So I have some observed time-series data with daily values, but there is a problem with it. The problem is that in some of the data, days don't exist (e.g. 1980-02-30 in the Year-Month-Day format). This is causing errors when I use the pandas.to_datetime function, because it won't parse an imaginary date. I have over 300 csvs to parse, and not all of them have imaginary dates, just some of them.
The solution that I can think of would be to just brute force every day and compare it to a real day in that year.
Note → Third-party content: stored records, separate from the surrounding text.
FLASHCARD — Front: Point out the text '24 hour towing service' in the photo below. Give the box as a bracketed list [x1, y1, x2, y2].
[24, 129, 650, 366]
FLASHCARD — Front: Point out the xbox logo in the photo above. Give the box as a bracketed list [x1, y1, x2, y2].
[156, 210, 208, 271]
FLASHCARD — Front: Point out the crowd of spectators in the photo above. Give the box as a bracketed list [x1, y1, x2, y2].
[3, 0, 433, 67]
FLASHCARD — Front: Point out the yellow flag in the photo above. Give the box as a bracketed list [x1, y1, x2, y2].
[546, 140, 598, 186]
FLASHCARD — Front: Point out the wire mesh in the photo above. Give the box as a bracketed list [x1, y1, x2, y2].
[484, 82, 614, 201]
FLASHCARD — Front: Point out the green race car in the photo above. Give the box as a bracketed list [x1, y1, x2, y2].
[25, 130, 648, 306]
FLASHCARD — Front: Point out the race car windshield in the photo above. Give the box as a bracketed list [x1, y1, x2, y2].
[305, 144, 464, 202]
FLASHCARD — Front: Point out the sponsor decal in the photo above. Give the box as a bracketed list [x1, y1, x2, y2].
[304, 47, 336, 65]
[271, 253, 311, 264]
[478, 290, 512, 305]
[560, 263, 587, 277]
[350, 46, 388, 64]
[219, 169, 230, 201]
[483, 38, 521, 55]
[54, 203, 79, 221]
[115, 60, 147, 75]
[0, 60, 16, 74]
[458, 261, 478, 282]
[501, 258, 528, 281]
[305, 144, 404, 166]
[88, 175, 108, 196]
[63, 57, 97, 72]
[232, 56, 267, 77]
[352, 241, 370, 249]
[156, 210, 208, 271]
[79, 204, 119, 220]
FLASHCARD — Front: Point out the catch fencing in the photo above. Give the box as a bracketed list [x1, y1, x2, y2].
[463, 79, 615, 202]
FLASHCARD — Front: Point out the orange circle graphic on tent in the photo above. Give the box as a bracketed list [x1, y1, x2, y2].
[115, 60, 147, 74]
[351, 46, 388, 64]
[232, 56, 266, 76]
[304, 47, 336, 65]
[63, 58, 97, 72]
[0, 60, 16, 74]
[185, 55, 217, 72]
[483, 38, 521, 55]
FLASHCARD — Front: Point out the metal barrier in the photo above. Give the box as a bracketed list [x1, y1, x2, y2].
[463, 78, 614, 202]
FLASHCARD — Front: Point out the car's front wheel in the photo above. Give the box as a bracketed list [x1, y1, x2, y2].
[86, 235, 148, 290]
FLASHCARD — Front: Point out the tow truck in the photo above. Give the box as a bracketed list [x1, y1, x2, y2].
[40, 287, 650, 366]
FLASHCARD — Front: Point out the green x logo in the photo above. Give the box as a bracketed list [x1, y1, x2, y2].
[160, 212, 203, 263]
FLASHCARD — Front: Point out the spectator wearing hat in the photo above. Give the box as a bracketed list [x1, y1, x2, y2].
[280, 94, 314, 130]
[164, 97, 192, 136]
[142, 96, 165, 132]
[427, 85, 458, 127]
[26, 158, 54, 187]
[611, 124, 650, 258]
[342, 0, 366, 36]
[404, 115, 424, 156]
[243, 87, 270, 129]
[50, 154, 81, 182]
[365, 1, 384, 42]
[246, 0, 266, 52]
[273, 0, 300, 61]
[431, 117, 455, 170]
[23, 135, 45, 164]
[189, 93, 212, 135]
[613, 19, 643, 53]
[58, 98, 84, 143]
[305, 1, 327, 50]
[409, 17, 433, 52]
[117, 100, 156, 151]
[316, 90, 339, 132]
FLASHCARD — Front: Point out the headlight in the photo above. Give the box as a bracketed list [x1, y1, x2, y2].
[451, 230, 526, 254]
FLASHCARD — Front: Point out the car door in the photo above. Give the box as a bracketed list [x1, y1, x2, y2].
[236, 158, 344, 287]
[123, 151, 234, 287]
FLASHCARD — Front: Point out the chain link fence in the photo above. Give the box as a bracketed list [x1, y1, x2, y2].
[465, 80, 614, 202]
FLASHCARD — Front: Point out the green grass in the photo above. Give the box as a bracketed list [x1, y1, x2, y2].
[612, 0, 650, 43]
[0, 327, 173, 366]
I would like to know if there is a more elegant solution than this...
Below I have included a sample case that I created.
import numpy as np
import pandas as pd
days = [str(x) for x in range(1, 33)]
months = [str(x) for x in range(1, 13)]
years = [str(x) for x in range(1980, 1983)]
print(months)
date_list = []
for year in years:
for month in months:
for day in days:
if len(day) == 1:
day = '0{}'.format(day)
if len(month) == 1:
month = '0{}'.format(month)
date_list.append('{}-{}-{}'.format(year, month, day))
data = np.random.rand(1152, 2)
df = pd.DataFrame(data, index=date_list, columns=['Simulated', 'Observed'])
df.index = pd.to_datetime(df.index, infer_datetime_format=True)
The last line is where I found an error, I was wondering if there are tools that are already built to deal with this kind of thing.